Here are five summer exhibits to mark on your calendar. Visit the NHPR Community Calendar for more events.
- Beyond Words: Book Illustrations by David M. Carroll, Tomie dePaola and Beth Krommes. These three New Hampshire book illustrators are featured at an exhibit that runs until September 9th at the Currier Museum of Art in Manchester. Original artwork is shown, along with drawings illuminating their creative process.
- Welcome to Bird Land: Michele L’Heureux with Helen Popinchalk. This exhibit draws inspiration from birds: their habitat, their flight patterns, their plumage, and the human enterprises of bird appreciation and birdwatching. Along with the interactive bird blind, the exhibition will feature collage, costumes, photography and bird prints. At the Lamont Gallery, Phillips Exeter Academy, Exeter, until October 13th.
- Overlooked and Undervalued: Three Hundred Years of Women’s Art from the Seacoast. Throughout history, women’s art has often been regarded as inferior to art created by men, or relegated to the world of decorative household crafts. This exhibition examines some of the myriad forms of female artistic production, both professional and amateur, in the Portsmouth area in the last few centuries. John Paul Jones House, Portsmouth until late September.
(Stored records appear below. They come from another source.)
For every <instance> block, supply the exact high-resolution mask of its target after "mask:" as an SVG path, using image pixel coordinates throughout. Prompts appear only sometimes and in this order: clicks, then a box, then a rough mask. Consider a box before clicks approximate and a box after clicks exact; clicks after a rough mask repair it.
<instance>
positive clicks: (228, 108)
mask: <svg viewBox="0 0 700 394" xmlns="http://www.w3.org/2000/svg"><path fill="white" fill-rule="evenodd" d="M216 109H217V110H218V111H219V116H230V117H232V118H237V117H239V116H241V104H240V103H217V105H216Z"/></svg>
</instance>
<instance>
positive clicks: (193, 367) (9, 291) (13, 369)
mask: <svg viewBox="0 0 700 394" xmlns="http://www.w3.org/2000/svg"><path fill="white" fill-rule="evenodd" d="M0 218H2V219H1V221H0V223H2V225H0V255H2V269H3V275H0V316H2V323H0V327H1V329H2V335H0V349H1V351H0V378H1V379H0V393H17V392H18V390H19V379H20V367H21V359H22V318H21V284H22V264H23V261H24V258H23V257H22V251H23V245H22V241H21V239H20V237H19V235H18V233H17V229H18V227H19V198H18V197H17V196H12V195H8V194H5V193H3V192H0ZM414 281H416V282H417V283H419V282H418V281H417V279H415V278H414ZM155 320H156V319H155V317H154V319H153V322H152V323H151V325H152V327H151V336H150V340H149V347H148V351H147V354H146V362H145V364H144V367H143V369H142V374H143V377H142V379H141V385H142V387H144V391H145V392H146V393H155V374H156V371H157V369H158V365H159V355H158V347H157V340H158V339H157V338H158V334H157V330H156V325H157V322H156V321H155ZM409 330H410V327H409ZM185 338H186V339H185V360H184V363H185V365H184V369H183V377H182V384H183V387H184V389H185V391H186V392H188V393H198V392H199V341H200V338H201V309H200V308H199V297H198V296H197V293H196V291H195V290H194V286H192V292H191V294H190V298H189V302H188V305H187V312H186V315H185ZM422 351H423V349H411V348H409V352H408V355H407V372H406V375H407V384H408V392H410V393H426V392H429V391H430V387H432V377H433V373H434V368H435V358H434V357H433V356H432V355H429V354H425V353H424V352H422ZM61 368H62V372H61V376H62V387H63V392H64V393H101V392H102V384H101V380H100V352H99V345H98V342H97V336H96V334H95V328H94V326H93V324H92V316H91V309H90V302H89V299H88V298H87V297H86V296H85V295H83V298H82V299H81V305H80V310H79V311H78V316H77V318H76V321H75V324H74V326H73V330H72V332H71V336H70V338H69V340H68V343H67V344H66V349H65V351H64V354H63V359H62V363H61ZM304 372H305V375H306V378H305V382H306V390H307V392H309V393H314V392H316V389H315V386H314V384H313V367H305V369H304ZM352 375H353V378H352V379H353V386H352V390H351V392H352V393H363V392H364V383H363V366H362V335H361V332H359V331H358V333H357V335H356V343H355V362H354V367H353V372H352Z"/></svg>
- Good Vibrations: Michele Johnsen. The artist explores the idea of life-size, diorama-like environments that create a barrier signifying the longing to immerse oneself in the magical and mysterious nature of the landscape. Johnsen’s paintings refer to the unknown places that exist beneath the surface of the natural world. Now showing at the Gallery at 42 Maple in Bethlehem, through the end of July.
- The Firmament: Toyin Ojih Odutola. Stories take center stage in Ojih Odutola’s drawings; the people she draws have lives, houses, family, friends and responsibilities, but those factors are indicated loosely. She poses questions about how we construct conceptions of race and how those conceptions shape experience. Hood Downtown, Hanover, through September 2nd.